# VapeCon 2022 - Local Vendor Juice Shootout the winner's circle



## VapeCon (1/12/22)

VapeCon 2022 once again hosted a local vendor juice shootout for unreleased juices, however we did it slightly differently this year, normally the public would vote however we found this to be unfair as vendors often figured out which juice was theirs and bribed people to go vote for theirs by offering free juice (Yes this actually happened in 2019, the vendor was however disqualified)

So, this year we had a panel of judges from the industry, including other juice makers, and members of the Ecigssa admin and mod team.

We had 11 juices in total and the judges worked off a number, the only two people who knew which number was allocated to which juice was @Stroodlepuff and Shana to make it as fair as possible, the judges had no idea which juice belonged to who all they knew was a flavor profile.

Juices were judged on the following criteria and given a score out of 10 for each category with an overall rounded up score at the end:

1 - Finger Test
2 - Smell
3 - Flavour profile accuracy
4 - Flavour Intensity
5 - Smoothness
6 - After Taste
7 - Flavour Balance
8 - Does the juice have a chemical or artificial taste?
9 - Flavour Description provided
10 - Total Score.

The main feedback received from the judges was that the top 3 were very hard to choose as they were all incredible, so with that I would like to announce the winners.

*In Third place we have....Gbom Vapes

Gbom entered an incredible Blackcurrant and lemon mixture which was super refreshing


Well done, Grant, we are looking forward to seeing this juice reach vape store shelves everywhere


In second place we have Prime Vape

Prime Vape entered an amazing, lush peach ice which is a combination of wild melons, watermelon peach and ice.

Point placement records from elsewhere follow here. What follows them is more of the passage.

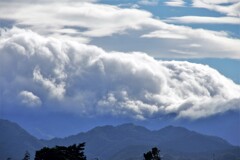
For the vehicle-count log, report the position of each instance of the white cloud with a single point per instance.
(175, 3)
(29, 99)
(86, 22)
(227, 46)
(166, 34)
(84, 79)
(83, 19)
(148, 2)
(233, 9)
(209, 20)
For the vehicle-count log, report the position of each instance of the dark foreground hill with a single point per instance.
(124, 142)
(15, 141)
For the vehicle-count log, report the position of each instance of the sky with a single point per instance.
(69, 65)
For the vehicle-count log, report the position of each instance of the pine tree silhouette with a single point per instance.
(73, 152)
(26, 156)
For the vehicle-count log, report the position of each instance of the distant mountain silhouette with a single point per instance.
(130, 141)
(123, 142)
(15, 141)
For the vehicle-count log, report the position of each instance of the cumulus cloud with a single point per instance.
(29, 99)
(87, 80)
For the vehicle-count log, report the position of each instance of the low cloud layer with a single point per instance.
(72, 77)
(89, 21)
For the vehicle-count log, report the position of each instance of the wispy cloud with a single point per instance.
(232, 9)
(175, 3)
(202, 20)
(148, 2)
(29, 99)
(85, 21)
(86, 80)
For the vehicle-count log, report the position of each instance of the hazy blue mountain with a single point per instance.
(15, 141)
(123, 142)
(129, 141)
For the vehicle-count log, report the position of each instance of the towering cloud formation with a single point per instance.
(85, 79)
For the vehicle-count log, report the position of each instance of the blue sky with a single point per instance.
(79, 64)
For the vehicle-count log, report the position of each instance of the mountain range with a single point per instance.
(123, 142)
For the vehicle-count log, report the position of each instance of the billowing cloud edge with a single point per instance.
(86, 80)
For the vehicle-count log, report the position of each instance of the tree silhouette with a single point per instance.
(73, 152)
(152, 155)
(26, 156)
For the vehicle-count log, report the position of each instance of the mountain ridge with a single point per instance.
(126, 141)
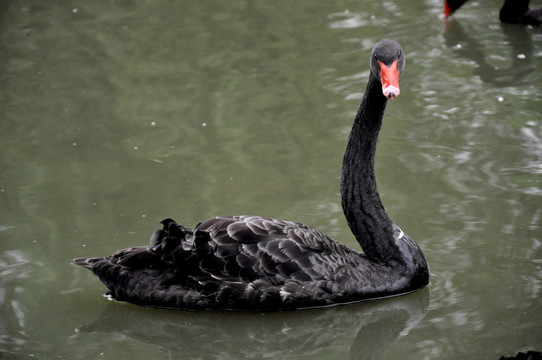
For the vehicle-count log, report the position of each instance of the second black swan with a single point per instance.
(512, 11)
(262, 264)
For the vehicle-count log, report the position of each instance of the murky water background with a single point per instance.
(115, 115)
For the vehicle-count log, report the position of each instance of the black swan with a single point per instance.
(512, 11)
(261, 264)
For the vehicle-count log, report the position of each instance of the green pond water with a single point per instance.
(117, 114)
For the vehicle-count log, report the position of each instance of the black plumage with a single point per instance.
(257, 263)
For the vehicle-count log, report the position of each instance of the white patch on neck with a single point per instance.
(391, 91)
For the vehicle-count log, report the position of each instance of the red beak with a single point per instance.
(389, 76)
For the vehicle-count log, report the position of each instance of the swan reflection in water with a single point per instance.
(370, 327)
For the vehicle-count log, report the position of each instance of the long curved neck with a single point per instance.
(366, 216)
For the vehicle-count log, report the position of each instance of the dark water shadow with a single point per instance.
(519, 40)
(370, 328)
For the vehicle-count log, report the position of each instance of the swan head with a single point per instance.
(387, 65)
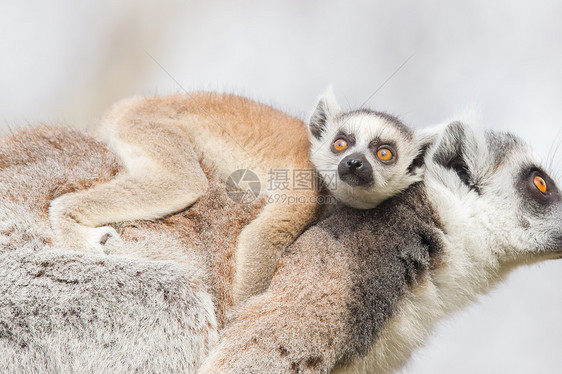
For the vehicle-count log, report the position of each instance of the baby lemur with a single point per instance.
(164, 142)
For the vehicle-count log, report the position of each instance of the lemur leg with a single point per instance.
(262, 242)
(162, 176)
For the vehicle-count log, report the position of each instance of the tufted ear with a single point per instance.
(325, 111)
(458, 149)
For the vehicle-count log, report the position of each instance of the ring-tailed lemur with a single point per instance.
(359, 291)
(163, 141)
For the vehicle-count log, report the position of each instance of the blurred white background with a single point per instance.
(66, 62)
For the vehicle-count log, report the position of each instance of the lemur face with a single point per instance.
(492, 182)
(363, 156)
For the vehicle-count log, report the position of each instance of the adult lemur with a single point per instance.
(165, 141)
(359, 291)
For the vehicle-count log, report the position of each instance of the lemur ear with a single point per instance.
(458, 148)
(325, 111)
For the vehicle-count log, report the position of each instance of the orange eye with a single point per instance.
(384, 154)
(340, 145)
(540, 184)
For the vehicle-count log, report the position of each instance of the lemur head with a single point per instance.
(491, 183)
(363, 156)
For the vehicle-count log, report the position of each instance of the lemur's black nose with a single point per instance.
(355, 170)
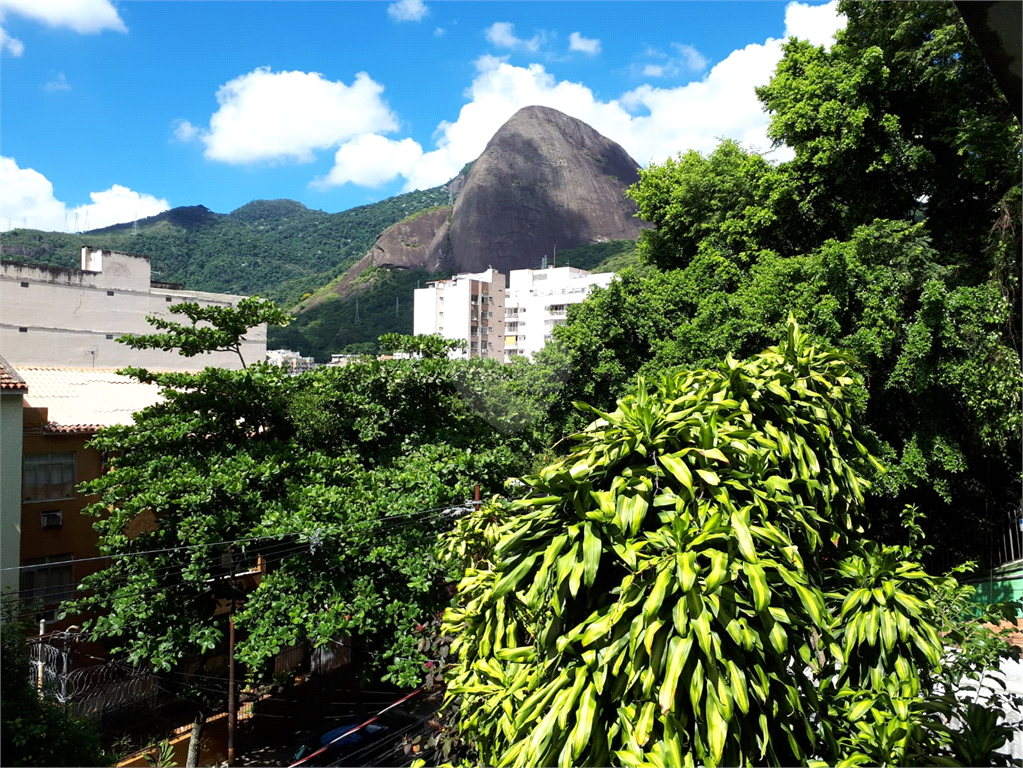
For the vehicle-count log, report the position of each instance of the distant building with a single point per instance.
(73, 317)
(537, 302)
(469, 307)
(291, 360)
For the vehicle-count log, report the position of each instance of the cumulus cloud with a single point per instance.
(652, 123)
(286, 116)
(816, 24)
(12, 45)
(370, 161)
(685, 58)
(27, 199)
(85, 16)
(577, 42)
(407, 10)
(57, 84)
(501, 35)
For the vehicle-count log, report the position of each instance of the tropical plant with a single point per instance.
(690, 586)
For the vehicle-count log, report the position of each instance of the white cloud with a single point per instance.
(370, 161)
(685, 59)
(268, 116)
(586, 45)
(58, 84)
(814, 23)
(27, 199)
(12, 45)
(501, 34)
(85, 16)
(653, 124)
(407, 10)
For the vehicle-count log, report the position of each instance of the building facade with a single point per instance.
(469, 307)
(73, 317)
(537, 302)
(62, 410)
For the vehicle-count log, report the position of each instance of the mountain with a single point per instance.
(544, 181)
(275, 249)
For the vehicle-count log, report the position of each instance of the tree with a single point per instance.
(892, 234)
(338, 479)
(224, 329)
(690, 586)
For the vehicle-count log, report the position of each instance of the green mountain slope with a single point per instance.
(274, 249)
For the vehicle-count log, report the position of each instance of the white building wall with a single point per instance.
(70, 317)
(447, 308)
(537, 302)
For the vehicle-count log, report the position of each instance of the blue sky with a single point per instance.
(113, 109)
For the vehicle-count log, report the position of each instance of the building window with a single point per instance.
(48, 477)
(49, 580)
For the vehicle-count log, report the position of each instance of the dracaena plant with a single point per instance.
(688, 587)
(657, 596)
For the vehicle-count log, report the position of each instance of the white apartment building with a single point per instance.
(63, 317)
(538, 301)
(292, 360)
(469, 307)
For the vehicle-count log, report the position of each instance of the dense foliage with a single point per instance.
(379, 302)
(690, 586)
(334, 482)
(894, 234)
(276, 249)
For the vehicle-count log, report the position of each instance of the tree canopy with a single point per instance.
(893, 233)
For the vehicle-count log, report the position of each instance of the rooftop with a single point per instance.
(85, 398)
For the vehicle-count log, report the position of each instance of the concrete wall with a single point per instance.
(72, 318)
(10, 488)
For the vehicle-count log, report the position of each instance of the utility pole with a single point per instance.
(232, 715)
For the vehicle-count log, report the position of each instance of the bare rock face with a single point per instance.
(402, 245)
(544, 180)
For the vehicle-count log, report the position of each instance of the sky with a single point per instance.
(117, 110)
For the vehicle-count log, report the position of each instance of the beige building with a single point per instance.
(469, 307)
(73, 317)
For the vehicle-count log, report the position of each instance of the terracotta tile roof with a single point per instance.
(9, 380)
(81, 400)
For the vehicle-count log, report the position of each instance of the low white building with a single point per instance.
(469, 307)
(295, 362)
(538, 301)
(73, 317)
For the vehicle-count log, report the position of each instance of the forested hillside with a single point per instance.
(274, 249)
(893, 234)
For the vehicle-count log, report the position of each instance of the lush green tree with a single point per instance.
(337, 479)
(37, 730)
(690, 586)
(892, 234)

Well done, Max, we cannot wait to see this juice on shelves everywhere

And Drumroll please.... the winner of the VapeCon 2022 Local vendor juice shootout is once again the boys from Vape Republic.




Vape Republic entered an amazing Lychee & Raspberry with a succulent balanced Cherry





A big congratulations to Akeel and his team! We cannot wait to see this juice everywhere!*

Reactions: Winner 5


----------



## Silver (1/12/22)

Congrats to all

Thanks for sharing the top 3 places and explaining how it was done!

Well done Akeel and the @Vape Republic team! 
That juice sounds amazing, now I want to try it!

Reactions: Like 1


----------